Referring again to FIGS. 1 and 2, in operation, the electronic controller 26 is utilized in combination with one of the photo-detectors 22 and 24 to control movement of the media stock 14 and printing thereon. In particular, the controller 26 is operable to set an energization level of the light source 20 according to the media type being used. For example, in a label printer mechanism if a black bar type label stock is used, the light source 20 will be energized at a level suited for such label stock and the photo-detector 22 will be used to detect the presence or absence of light reflected from the rear surface of the backing 42. The output of the photo-detector 22 provides output signals indicative of the black bar location and thus the label location. On the other hand, when a label stock which does not include the series of spaced black bars imprinted thereon is used (“black bar free”), the reflective type sensor is not particularly helpful because the amount of light reflected from the blank rear surface of the backing is substantially constant. Therefore, with such black bar free label stock the light source is energized at a different level which is best suited for detecting light transmitted through the label stock with photo-detector 24. The amount of light transmitted through the stock, and thus the level of the output signal from the photo-detector 24, varies from when the light is transmitted through just the backing material to when the light is transmitted through the backing material and a label.
Accordingly, in both situations, regardless of whether the photo-detector 22 is used or the photo-detector 24 is used, the position of the labels can be determined by the controller 26, and the feed roller 16, take up roll 28 and print head 12 can be controlled accordingly. The media sensor system 18 therefore provides the ability to selectively control the energization level of the light source 20 and which photo-detector 22 or 24 is monitored according to the media type being used, making the printer mechanism better suited for use with multiple media types. The media sensor system can be configured for operation with only one type of label stock if desired, such as when it is known that a given printer mechanism will only be used with one type of label stock.
A high level block diagram representation of one embodiment of electronic controller 26 is depicted in FIG. 4. The electronic controller 26 includes a light source drive and buffer portion 50 connected to the light source 20 and photo-detectors 22 and 24, a print controller 52 connected to the buffer portion for receiving photo-detector signals therefrom, and an image controller 54 connected to the print controller 52 for receiving photo-detection level indicative signals therefrom.
The light source drive and buffer portion 50 preferably includes an LED drive circuit having a transistor for varying the current delivered to the LED light source 20 and thus the energization level thereof PWM type control may be used.
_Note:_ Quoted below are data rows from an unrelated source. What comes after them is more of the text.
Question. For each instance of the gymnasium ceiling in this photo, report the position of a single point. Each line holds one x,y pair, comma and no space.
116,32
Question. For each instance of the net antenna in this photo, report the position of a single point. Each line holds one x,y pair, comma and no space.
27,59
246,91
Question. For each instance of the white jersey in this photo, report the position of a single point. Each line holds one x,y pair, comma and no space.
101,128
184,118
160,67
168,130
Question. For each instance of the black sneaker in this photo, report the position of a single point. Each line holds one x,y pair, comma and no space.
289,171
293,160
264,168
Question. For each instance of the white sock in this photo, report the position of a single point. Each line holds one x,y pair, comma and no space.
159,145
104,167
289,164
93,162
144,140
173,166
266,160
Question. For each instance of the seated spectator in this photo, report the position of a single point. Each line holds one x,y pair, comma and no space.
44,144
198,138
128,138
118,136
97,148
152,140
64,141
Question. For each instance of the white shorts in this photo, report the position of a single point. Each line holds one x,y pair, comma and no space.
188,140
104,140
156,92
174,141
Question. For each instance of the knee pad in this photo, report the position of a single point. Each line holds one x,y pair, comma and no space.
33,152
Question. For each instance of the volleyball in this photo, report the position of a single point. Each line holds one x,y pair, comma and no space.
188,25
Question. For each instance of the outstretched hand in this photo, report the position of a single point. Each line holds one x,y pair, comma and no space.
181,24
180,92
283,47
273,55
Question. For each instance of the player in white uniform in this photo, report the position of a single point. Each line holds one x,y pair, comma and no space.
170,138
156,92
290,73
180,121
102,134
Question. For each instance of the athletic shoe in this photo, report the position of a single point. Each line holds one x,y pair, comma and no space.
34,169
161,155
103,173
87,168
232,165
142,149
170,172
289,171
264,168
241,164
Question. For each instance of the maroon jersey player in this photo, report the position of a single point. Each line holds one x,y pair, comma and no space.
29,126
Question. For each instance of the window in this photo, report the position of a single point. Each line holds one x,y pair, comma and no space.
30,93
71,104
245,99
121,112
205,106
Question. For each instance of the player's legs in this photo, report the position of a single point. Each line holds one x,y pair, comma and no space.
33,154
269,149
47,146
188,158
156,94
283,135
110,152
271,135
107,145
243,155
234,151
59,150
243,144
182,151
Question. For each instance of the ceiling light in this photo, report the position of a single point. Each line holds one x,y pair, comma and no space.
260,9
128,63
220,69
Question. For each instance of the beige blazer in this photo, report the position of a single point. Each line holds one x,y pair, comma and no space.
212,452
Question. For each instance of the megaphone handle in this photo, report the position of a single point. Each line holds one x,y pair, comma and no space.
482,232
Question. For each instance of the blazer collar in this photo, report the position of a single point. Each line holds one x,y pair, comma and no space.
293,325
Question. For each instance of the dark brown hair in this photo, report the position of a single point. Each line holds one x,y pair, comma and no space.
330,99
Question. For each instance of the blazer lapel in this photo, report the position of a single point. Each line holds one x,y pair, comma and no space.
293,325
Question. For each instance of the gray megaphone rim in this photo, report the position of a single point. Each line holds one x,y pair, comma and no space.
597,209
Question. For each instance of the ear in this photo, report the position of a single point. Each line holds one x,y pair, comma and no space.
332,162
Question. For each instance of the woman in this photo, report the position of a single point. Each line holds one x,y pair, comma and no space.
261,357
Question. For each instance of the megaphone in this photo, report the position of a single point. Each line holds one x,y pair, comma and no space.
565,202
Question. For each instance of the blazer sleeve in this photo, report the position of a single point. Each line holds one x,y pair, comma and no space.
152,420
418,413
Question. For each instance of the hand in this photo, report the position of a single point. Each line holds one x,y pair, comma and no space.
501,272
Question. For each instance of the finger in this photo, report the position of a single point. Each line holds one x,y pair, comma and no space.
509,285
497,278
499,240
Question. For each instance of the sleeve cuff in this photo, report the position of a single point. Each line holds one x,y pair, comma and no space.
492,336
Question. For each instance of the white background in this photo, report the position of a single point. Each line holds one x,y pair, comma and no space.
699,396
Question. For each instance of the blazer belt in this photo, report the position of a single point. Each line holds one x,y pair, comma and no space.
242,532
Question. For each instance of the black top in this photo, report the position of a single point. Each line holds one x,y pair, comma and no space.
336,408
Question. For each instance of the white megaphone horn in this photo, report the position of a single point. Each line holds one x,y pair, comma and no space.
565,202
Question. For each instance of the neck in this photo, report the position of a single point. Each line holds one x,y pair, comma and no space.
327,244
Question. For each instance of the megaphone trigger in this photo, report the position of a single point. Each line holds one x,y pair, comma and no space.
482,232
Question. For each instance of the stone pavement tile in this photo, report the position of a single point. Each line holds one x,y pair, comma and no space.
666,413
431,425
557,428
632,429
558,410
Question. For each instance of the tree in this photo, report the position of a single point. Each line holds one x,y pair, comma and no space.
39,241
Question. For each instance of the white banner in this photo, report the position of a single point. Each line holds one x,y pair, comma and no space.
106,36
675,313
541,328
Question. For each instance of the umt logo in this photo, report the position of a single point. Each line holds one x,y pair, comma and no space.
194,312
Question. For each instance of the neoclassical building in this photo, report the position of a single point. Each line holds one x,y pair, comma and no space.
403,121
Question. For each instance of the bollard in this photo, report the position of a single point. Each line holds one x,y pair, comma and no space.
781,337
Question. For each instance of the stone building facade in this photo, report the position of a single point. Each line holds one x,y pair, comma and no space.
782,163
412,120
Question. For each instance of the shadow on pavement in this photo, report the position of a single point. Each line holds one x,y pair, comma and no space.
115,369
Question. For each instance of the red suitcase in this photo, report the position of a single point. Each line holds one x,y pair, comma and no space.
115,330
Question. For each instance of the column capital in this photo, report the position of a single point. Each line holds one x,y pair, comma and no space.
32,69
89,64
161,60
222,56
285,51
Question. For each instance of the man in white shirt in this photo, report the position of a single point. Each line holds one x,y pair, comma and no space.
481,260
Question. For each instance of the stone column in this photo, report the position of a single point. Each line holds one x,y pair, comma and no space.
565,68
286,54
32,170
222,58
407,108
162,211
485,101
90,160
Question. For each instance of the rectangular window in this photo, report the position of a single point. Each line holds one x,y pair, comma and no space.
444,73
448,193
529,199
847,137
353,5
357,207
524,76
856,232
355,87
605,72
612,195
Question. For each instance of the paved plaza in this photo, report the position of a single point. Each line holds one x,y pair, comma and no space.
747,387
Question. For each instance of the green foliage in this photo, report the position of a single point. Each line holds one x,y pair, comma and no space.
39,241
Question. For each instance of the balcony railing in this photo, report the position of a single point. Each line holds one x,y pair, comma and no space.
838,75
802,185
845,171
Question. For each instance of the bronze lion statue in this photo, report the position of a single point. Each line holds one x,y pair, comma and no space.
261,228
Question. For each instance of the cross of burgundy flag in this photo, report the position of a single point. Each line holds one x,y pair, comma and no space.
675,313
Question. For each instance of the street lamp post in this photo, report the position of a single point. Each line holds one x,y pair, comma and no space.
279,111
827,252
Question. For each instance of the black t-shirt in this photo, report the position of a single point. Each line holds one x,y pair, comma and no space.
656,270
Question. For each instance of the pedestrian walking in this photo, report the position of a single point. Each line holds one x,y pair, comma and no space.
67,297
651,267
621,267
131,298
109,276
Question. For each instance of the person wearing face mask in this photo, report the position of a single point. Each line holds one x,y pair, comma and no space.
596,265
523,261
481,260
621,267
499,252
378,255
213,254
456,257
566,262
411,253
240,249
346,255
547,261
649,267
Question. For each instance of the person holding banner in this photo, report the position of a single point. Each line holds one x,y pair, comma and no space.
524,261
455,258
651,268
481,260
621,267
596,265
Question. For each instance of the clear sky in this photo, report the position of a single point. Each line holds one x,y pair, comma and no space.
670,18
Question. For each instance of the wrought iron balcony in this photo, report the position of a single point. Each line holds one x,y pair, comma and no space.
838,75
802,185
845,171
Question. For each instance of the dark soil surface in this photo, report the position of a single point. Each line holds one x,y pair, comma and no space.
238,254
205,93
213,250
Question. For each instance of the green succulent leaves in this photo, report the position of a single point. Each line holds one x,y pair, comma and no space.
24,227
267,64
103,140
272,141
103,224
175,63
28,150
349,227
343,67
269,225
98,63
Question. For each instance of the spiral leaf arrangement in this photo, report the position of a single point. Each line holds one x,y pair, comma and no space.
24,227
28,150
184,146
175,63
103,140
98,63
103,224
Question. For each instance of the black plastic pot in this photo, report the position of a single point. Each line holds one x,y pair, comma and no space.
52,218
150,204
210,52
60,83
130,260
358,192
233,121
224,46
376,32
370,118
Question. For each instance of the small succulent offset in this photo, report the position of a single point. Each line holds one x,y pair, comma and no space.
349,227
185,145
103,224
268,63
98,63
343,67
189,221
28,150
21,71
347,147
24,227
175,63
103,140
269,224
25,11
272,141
The buffers within portion 50 may comprise a collector resistor and an op amp to condition the analog output signal of the photo-detectors to an appropriate output impedance. The print controller 52 contains the A/D converters needed to convert the buffered photo-detector signals to digital signals which can be processed. The print controller 52 passes the digitized photo-detector signals to the image controller 54. The image controller 54 controls an EE Potentiometer in the LED drive circuit which sets the current level through the light source. The image controller 54 utilizes the digital photo-detector signals received from the print controller when adjusting or setting the drive energization of the light source 20.
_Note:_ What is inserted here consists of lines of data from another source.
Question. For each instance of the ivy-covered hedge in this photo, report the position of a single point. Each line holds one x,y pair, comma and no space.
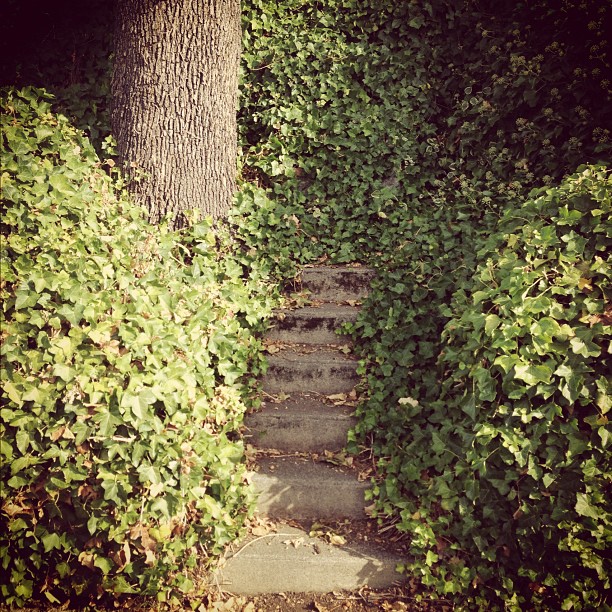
128,354
398,134
502,475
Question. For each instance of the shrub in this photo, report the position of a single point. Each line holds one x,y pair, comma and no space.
502,473
127,357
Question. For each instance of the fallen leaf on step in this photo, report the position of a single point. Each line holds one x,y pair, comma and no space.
296,543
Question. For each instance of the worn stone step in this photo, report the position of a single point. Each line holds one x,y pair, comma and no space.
302,423
337,284
290,561
297,369
312,325
297,488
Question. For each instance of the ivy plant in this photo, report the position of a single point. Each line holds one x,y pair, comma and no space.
129,356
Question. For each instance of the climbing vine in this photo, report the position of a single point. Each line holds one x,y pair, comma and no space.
128,360
459,148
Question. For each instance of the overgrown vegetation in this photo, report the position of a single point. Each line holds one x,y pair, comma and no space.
454,146
410,136
128,355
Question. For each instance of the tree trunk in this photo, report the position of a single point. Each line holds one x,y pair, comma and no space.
174,100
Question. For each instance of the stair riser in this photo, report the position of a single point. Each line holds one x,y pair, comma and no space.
296,377
296,433
279,497
335,284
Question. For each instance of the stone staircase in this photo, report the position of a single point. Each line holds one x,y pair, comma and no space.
296,434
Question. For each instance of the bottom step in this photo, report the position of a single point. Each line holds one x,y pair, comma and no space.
293,562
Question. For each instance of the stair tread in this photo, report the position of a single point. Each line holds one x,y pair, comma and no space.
290,560
294,487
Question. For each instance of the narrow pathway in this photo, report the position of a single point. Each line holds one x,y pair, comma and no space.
303,480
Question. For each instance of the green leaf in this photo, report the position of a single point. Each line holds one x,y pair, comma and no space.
584,508
105,564
533,374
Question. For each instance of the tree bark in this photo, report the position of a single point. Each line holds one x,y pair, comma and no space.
174,99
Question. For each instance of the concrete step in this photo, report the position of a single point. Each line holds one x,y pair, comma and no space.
296,488
290,561
298,369
312,325
337,284
303,423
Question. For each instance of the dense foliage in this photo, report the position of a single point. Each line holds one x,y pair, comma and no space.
398,134
128,354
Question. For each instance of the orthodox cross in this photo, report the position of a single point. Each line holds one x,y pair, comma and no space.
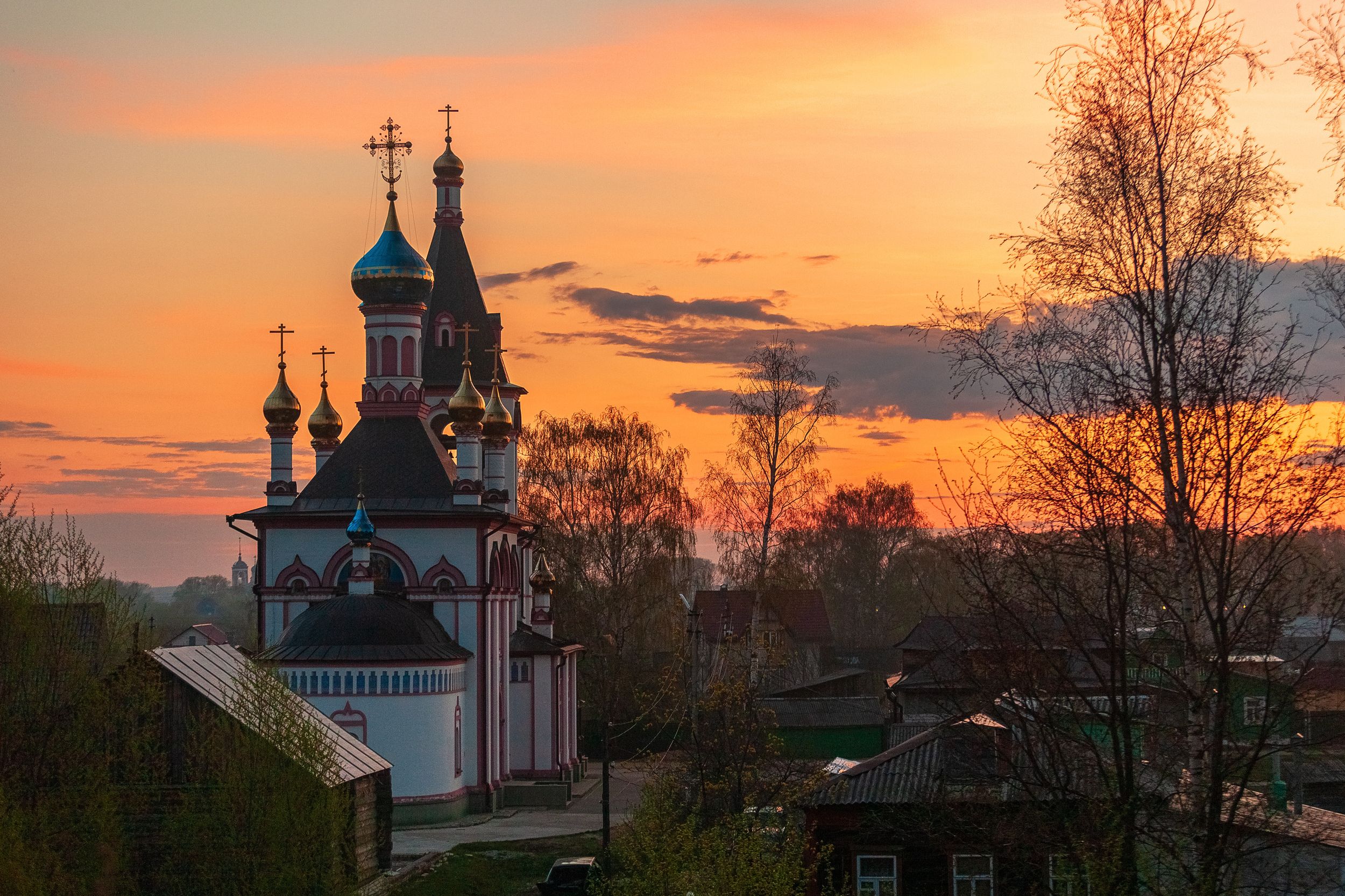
283,331
497,352
467,330
324,353
392,150
448,120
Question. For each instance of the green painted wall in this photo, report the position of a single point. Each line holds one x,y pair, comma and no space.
854,742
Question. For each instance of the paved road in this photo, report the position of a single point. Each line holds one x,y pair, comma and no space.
583,814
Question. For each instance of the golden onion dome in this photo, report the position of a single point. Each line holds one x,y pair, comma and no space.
497,422
467,406
324,424
448,165
281,407
542,579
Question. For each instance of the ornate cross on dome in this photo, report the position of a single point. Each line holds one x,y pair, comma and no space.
448,122
497,352
324,353
392,150
283,331
467,330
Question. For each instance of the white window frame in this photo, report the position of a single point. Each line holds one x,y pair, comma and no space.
1067,886
876,883
972,879
1254,716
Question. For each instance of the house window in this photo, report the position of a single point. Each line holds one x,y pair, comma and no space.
973,876
1067,878
876,876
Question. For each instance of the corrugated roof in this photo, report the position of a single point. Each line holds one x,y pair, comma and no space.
214,672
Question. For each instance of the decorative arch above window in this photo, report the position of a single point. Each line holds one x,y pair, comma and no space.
442,571
298,572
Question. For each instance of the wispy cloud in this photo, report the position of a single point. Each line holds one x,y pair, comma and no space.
545,272
612,304
705,401
39,430
708,259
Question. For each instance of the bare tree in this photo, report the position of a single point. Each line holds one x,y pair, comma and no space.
1163,459
770,478
618,522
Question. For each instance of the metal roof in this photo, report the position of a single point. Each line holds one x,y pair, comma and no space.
216,670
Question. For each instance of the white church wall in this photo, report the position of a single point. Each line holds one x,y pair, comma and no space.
415,734
314,546
427,545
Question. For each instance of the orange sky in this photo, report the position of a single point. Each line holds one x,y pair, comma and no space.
182,178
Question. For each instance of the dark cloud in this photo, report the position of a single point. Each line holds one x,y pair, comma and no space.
611,304
545,272
883,438
884,371
706,259
705,401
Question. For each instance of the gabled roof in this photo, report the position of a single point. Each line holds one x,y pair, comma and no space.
218,674
802,613
210,631
384,458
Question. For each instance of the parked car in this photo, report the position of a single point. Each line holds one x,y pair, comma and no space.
568,876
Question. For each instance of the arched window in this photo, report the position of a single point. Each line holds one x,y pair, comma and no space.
408,357
388,575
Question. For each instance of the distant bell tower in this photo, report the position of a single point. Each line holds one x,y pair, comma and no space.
240,568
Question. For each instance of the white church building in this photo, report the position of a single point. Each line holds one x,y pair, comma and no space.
399,589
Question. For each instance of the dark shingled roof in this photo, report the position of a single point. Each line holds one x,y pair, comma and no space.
458,293
525,641
365,627
386,458
802,613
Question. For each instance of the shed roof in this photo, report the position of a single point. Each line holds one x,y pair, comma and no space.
216,672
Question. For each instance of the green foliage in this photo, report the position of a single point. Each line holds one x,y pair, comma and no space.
665,852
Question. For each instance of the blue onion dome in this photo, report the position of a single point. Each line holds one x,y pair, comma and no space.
281,407
392,272
361,529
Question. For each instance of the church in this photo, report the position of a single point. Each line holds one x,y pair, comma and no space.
400,589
In order to establish the appropriate energization level of the light source 20 for given media stock types, the controller 26 is operable in a calibration mode to run through a light source energization sequence. In particular, referring to FIG. 5, for a label stock having no series of black bars, the transmissive photo-detector 24 output is monitored as the current through the light source is varied from zero to some predetermined level. This monitoring is done when the label stock is positioned so that the light travels through only the backing material (identified as “Space” in FIG. 5). Based upon this calibration sequence an energization level for the light source which provides an optimum distinction between the “Space” and the “Label” can be determined and stored in memory of the controller 26 for retrieval and use by the controller 26 when label stock of that type is being used in the printer mechanism. Preferably, the energization level is set to the mA rating which is just to the right of the bend 58 in the Space curve.
Similarly, referring to FIG. 6, for a label stock having the spaced black bars thereon the reflective photo-detector 22 output is monitored as the current through the light source is varied from zero to some predetermined level. This monitoring is done when the label stock is positioned so that the light reflects only from the backing material (identified as “Space” in FIG. 6). Based upon this calibration an energization level for the light source which provides an optimum distinction between the “Black Bar” and the “Label” and “Space” can be determined and stored in memory of the controller 26 for retrieval and use by the controller 26 when label stock of that type is being used in the printer mechanism. Preferably, the energization level is set to the mA rating which is just to the right of the bend 59 in the Space curve.
The aforementioned calibrations can be completed at the manufacturing stage of the printer mechanism and can be done for one or more different media stock types. Thus, a printer mechanism including the described media sensor system may be pre-configured to operate with just one media type, or may be pre-configured to operate with more than one media type. In the latter case, referring again to FIG. 1, an input device 60 such as user input keys, or a user operated switch, or system controller which controls other functions of the printer may be used to deliver a signal to the controller 26 which indicates the type of label stock being used in the printer mechanism. For example, when a user switches media stock types the controller may query the user using a display screen (not shown) for the type of media stock being used. Alternatively, the printer mechanism may be equipped with a sensor which automatically reads some type of code on the media stock roll or an associated media cassette to determine the type of media stock being used and correspondingly set both the energization level of the light source and which photo-detector to monitor. Calibration operations can also be performed during maintenance or servicing of the printer mechanism.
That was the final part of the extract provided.